Below is a list describing the physical supply risks:
- Cybersecurity risk is the risk that a supplier’s systems or products are hacked, compromised, or manipulated in ways that disrupt operations or expose sensitive data.
- Physical supply risk is the risk that materials, equipment, or services cannot be delivered when needed due to shortages, transportation failures, or supplier outages.
- Geopolitical risk is the risk that political actions such as trade restrictions, sanctions, conflict, or policy changes in other countries disrupt suppliers or increase costs.
- Climate risk is the risk that extreme weather, natural disasters, or long‑term climate changes damage facilities, interrupt logistics, or reduce supplier reliability.

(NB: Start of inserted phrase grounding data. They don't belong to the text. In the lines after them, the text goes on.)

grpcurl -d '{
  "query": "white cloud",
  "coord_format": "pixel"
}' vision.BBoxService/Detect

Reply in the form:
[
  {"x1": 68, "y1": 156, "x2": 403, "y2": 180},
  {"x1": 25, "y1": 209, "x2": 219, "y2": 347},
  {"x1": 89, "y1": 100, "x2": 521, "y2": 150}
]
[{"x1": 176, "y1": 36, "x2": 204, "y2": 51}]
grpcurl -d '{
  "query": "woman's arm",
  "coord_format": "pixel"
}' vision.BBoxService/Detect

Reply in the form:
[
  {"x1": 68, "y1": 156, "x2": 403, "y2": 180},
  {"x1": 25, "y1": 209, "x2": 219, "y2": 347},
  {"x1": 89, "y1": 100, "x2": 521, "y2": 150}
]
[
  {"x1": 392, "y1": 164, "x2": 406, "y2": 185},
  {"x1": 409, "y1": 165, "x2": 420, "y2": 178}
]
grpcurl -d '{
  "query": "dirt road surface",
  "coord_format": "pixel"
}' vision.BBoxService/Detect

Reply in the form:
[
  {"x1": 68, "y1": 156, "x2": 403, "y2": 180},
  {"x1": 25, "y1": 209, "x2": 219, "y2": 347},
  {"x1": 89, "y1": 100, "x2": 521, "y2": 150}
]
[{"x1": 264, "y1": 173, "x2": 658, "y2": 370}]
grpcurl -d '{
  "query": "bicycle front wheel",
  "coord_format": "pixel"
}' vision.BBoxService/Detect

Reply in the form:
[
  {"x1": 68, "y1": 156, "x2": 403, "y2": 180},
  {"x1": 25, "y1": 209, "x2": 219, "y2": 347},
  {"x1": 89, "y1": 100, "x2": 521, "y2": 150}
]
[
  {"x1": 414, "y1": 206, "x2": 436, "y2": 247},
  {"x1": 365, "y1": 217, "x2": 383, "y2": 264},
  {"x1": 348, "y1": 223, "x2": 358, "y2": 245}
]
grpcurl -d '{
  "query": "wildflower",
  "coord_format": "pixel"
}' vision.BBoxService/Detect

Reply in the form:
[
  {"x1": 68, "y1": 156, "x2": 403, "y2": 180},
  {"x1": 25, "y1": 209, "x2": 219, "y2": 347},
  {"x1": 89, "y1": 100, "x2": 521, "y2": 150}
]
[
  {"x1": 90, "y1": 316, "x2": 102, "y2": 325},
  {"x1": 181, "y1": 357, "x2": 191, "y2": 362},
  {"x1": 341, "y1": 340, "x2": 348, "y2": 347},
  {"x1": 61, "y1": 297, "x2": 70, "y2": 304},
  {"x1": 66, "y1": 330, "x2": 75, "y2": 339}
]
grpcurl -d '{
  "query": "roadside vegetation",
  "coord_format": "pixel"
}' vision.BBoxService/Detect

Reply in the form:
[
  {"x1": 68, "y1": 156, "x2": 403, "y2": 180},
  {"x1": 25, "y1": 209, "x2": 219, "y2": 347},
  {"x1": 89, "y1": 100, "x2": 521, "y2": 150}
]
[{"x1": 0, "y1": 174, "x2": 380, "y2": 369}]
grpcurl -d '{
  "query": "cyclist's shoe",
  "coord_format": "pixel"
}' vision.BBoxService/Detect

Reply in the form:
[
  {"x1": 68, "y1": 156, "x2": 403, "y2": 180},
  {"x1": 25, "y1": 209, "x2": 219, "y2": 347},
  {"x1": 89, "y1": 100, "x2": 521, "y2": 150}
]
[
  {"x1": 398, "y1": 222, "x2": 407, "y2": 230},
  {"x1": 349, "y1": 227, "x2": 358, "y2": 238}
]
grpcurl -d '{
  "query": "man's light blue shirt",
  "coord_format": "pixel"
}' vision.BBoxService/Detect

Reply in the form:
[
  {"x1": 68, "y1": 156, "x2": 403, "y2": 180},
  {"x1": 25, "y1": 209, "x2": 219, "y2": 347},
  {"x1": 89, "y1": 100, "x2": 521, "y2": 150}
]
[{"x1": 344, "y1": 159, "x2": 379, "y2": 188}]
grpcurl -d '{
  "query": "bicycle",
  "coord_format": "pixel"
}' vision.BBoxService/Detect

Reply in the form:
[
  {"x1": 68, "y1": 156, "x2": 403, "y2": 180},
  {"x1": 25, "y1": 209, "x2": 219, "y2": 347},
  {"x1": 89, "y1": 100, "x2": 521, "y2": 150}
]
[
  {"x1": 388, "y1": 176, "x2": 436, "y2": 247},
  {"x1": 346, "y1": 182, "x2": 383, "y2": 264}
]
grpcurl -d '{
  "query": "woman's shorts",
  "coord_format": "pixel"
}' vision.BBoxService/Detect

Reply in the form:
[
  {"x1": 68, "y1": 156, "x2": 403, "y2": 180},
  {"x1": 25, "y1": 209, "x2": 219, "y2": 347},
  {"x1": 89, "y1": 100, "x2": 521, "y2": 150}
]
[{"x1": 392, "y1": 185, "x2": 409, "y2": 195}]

- Equipment availability risk is the risk that critical equipment cannot be obtained when needed because suppliers lack capacity, inventory, or manufacturing slots.
- Raw materials, commodities, and/or critical minerals risk is the risk that key inputs become scarce, delayed, or more expensive due to supply constraints, market volatility, or concentration of production.
- Lead time risk is the risk that the time required to manufacture and deliver equipment or materials is longer than planned, delaying projects or operations.
- Demand competition from hyperscalers risk is the risk that large technology companies absorb supplier capacity, limiting availability and extending lead times for other buyers. (A hyperscaler is a very large technology company that operates massive data centers at global scale and rapidly expands computing capacity to support cloud services, AI, and digital platforms.)
- Transportation and logistics risk is the risk that goods are delayed or disrupted due to shipping constraints, port congestion, labor actions, transportation failures, climate, or act of war or sabotage.